PRTools manual in preparation -- Dataset definition

The two items data and labels are essential for the operation of PRTools. If data is neglected (data = []) an empty dataset is defined. If labels is not supplied the objects remain unlabeled. In case just a part of the objects have no labels the corresponding entry of labels should contain a NaN for numeric labels or an empty string ('') in case of string labels.

Various items can be stored in a dataset. A full list can be found be converting a dataset variable into a structure.

All fields have a corresponding set-command (e.g. setdata) to store it and a get-command (e.g. getdata) to retrieve it. Users are discouraged to use the '.'-constructs (e.g. a.files) as it will not guarantee consistency with other fields. In some cases not the exact fields are retrieved but some derived data. In the table more information is given.

> The fields of the dataset structure
`data`	This is the main field, storing the data as it is supplied by calling the `dataset` constructor or by `setdata`. The size of dataset, the number of objects (`m`) by the number of features (`k`) is derived from `data`.
`lablist`	This is a cell array that encodes the class names derived from the objects labels. Datasets can have multiple sets of labels for their objects of which just one is active, multi-labeling. The `lablist` field stores the necessary administration. The active set of labels can be retrieved by the commands `classnames` and `getlablist`. See also the following nlab item.
`nlab`	The labels supplied in the `dataset` definition are summarized by `lablist` and `nlab`. `lablist` contains the unique labels (class names) and `nlab` is an index vector for `lablist`. Its values range between 1 and the total number of classes (size of `lablist`). Entries in `nlab` for objects that are unlabeled are set to 0 (zero). The `setnlab` command should be treated with care as it changes the labeling of the dataset.
`labtype`	The labeling type (crisp, soft or targets, see above) is stored here. `setlabtype` changes the label type, but may also change nlab and lablist fields. The conversion rules are described elsewhere.
`featlab`	The feature labels are strings or numbers and are used by `PRTools` (if given) to annotate plots.
`featdom`	Here feature domains are stored.
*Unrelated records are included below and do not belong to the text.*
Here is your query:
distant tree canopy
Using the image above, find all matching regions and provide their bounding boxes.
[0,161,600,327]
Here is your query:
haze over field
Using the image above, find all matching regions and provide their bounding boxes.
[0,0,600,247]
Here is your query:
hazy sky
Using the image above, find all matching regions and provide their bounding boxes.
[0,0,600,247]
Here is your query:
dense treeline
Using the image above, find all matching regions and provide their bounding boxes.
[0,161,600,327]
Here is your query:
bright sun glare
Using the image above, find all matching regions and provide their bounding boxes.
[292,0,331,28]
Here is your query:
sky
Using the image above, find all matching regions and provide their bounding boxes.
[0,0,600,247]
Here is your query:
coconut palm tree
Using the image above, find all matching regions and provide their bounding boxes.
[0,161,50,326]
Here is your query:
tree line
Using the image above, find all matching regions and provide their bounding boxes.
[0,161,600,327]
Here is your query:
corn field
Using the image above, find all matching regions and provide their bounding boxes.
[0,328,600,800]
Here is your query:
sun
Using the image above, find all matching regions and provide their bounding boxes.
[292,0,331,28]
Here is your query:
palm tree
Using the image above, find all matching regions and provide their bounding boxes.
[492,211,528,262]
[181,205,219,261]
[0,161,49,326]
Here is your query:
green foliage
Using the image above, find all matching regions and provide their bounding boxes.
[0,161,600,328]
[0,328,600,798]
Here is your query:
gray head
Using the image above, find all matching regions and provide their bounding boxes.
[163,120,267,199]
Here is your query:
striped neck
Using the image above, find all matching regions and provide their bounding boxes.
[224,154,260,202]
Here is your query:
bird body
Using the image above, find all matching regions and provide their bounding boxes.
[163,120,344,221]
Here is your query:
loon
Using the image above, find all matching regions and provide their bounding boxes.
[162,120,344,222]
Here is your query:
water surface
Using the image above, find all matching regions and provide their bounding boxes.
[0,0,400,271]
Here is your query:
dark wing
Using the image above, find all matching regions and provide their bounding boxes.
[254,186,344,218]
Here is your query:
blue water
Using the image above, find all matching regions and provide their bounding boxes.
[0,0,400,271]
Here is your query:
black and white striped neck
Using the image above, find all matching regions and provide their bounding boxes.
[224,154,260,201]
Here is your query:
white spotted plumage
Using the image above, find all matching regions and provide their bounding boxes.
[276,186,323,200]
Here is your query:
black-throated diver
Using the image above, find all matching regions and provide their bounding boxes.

If these fields are set tests are performed whenever the values in the `data` field changes to check whether the new data is within the supplied domains.
`prior`	Classes in a dataset may have prior probabilities. These are used in density based classifiers, in error evaluation by `testc` and on some other places. If not set, the prior field is empty and when prior probabilities are needed the class frequencies in the dataset are taken.
`cost`	In this field a cost matrix can be stored for performance evaluation and procedures that explicitly minimize classification costs. Unless explicitly mentioned `PRTools` neglects this field.
`objsize`	The object size is the number of rows (objects) in the data field. It is retrieved by the `size` and `getsize` commands (`getsize` may return the number of classes as well). Although the routines `getobjsize` and `setobjsize` exist, users are discouraged to use them except in relation with image handling.
`featsize`	The feature size is the number of columns (features) in the data field. It is retrieved by the `size` and `getsize` commands (`getsize` retrieves the number of classes as well). Although the routines `getfeatsize` and `setfeatsize` exist, users are discouraged to use them except in relation with image handling.
`ident`	In subfields of the ident field various object identifiers can be stored. One field is always available: `ident`. Unless changed by the user it contains the object indices at creation of the dataset. Every ident subfield stores vectors or arrays of doubles, strings or cells with as many rows as there are objects in the dataset.
`version`	At creation of the dataset `PRTools` stores here its version and the date.
`name`	The user may supply a name here. It is displayed in the command window when a command returning a dataset is executed without a semicolon. The dataset name may also be used for annotating plots.
`user`	In this field the user can add and retrieve any additional annotation for the dataset in its entirety.

When datasets are changed, e.g. by a transformation of the data, or by taking a subset of features or objects, all relevant information is copied, including the name and user field.